Findings: The applicant provided no adequate explanation for the deceased’s failure to have signed the will during the intervening period of eight months between the date upon which the disputed will was presented to her for signing, 22 February 2022, and the date of her passing, 11 October 2022. If the deceased had truly intended the 2022 will to have been her final will, then it would have been expected that she would have signed it, especially in view of her terminal decline and impending demise. On a preponderance of probabilities, however, the deceased changed her mind to avoid leaving her daughter with nothing until the applicant’s eventual passing. From the exchange of communication between the deceased and Andi, it is apparent that the deceased was desperate for mother and daughter to set aside their differences and to achieve reconciliation before she departed. This would go some way towards explaining her failure, or refusal, to sign the disputed will. In the end, there was simply no evidence to demonstrate the intention as alleged by the applicant.


Order: The application is dismissed.

GOVINDJEE J and LAING J

INCESSANT TECHNICAL POINT TAKING

The purpose of private arbitration is to resolve disputes in an expeditious, informal and cost-effective manner, by way of a process agreed between the two opposing parties, without having to resort to all the rigours and formalities, as well as the systemic delays, normally associated with litigation in the courts. As such, resorting back to the court in the course of such a process should be kept to the minimum. The current matter, emanating from precisely such an agreed private arbitration, does not appear to achieve the above objectives. The parties appear to be unable to focus on simply getting the real dispute finally resolved, with the matter now, for the second time, returning to litigation in this court, with such litigation emanating from incessant technical point taking. This can never be what is intended with private arbitration.

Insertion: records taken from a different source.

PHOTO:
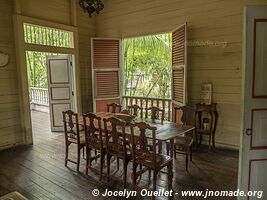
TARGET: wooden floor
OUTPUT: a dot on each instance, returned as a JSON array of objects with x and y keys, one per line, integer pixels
[{"x": 38, "y": 171}]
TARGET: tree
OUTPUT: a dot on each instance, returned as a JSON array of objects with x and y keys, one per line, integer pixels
[{"x": 148, "y": 66}]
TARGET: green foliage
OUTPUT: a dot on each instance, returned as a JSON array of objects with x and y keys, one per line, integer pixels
[
  {"x": 147, "y": 66},
  {"x": 36, "y": 61}
]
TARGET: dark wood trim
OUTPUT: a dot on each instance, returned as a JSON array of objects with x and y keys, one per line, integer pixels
[
  {"x": 50, "y": 72},
  {"x": 254, "y": 60},
  {"x": 251, "y": 136},
  {"x": 249, "y": 173}
]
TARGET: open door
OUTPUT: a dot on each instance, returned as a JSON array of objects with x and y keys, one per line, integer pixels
[
  {"x": 179, "y": 67},
  {"x": 253, "y": 147},
  {"x": 60, "y": 73},
  {"x": 106, "y": 72}
]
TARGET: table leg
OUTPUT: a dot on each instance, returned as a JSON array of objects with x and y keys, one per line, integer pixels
[{"x": 171, "y": 147}]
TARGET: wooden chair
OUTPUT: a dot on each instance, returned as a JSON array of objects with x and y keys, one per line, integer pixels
[
  {"x": 116, "y": 146},
  {"x": 114, "y": 108},
  {"x": 183, "y": 144},
  {"x": 147, "y": 158},
  {"x": 93, "y": 141},
  {"x": 134, "y": 109},
  {"x": 73, "y": 136},
  {"x": 212, "y": 116},
  {"x": 156, "y": 113}
]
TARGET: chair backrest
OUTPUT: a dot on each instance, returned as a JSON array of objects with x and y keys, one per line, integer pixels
[
  {"x": 140, "y": 148},
  {"x": 114, "y": 108},
  {"x": 156, "y": 113},
  {"x": 134, "y": 109},
  {"x": 71, "y": 126},
  {"x": 93, "y": 131},
  {"x": 115, "y": 136}
]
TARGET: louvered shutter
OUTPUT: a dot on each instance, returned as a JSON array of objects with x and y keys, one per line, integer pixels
[
  {"x": 106, "y": 66},
  {"x": 179, "y": 69}
]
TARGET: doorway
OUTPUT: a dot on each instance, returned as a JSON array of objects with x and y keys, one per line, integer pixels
[{"x": 51, "y": 87}]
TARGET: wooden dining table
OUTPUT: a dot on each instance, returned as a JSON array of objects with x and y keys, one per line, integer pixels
[{"x": 166, "y": 131}]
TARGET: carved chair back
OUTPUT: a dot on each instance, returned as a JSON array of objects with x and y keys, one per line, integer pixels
[
  {"x": 93, "y": 134},
  {"x": 134, "y": 109},
  {"x": 71, "y": 126},
  {"x": 115, "y": 137}
]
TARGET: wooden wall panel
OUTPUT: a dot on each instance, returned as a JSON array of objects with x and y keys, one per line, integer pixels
[
  {"x": 214, "y": 48},
  {"x": 52, "y": 10},
  {"x": 58, "y": 11},
  {"x": 10, "y": 122}
]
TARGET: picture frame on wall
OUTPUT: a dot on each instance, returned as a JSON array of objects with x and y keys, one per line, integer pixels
[{"x": 206, "y": 93}]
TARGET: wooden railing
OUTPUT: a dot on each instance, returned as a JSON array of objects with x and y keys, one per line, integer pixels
[
  {"x": 146, "y": 102},
  {"x": 39, "y": 96}
]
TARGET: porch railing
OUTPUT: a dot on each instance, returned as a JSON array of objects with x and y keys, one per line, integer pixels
[
  {"x": 39, "y": 96},
  {"x": 146, "y": 102}
]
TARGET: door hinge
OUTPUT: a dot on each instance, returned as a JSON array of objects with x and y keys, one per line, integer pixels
[{"x": 248, "y": 131}]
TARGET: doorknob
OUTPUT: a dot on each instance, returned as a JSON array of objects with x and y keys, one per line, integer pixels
[{"x": 249, "y": 131}]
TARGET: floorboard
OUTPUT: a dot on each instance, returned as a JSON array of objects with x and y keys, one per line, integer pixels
[{"x": 38, "y": 171}]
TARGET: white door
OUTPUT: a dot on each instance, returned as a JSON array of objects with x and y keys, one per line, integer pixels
[
  {"x": 253, "y": 150},
  {"x": 60, "y": 73}
]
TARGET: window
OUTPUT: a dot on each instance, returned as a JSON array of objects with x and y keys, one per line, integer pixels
[{"x": 40, "y": 35}]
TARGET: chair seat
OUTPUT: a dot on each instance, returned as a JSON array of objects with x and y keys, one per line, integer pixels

SAFETY ON CONSTRUCTION SITES

At a road construction site, an eight-ton SAKAI Tandem Vibrating Steel Drum Roller was moving back and forth, with its siren activated each time it is in reverse mode. The plaintiff was speaking to a colleague and was knocked to the ground by the roller which had moved backward, causing plaintiff’s right foot to be caught under it. The driver however got bewildered and moved the roller forward, thereby driving over plaintiff’s right leg, resulting in multiple fractures to his left lower leg as well as multiple fractures of his right foot and upper right forearm. The injuries sustained on his leg sadly resulted in an amputation above his knee. The plaintiff was neither an ordinary pedestrian nor a less qualified, inexperienced construction worker. The plaintiff knew or should have known that he is in the immediate vicinity of the roller which moved forth and back, and that he could be injured should he not keep a proper lookout for its movements. A finding is made that defendant was negligent for 60% and plaintiff for 40% of the damages sustained.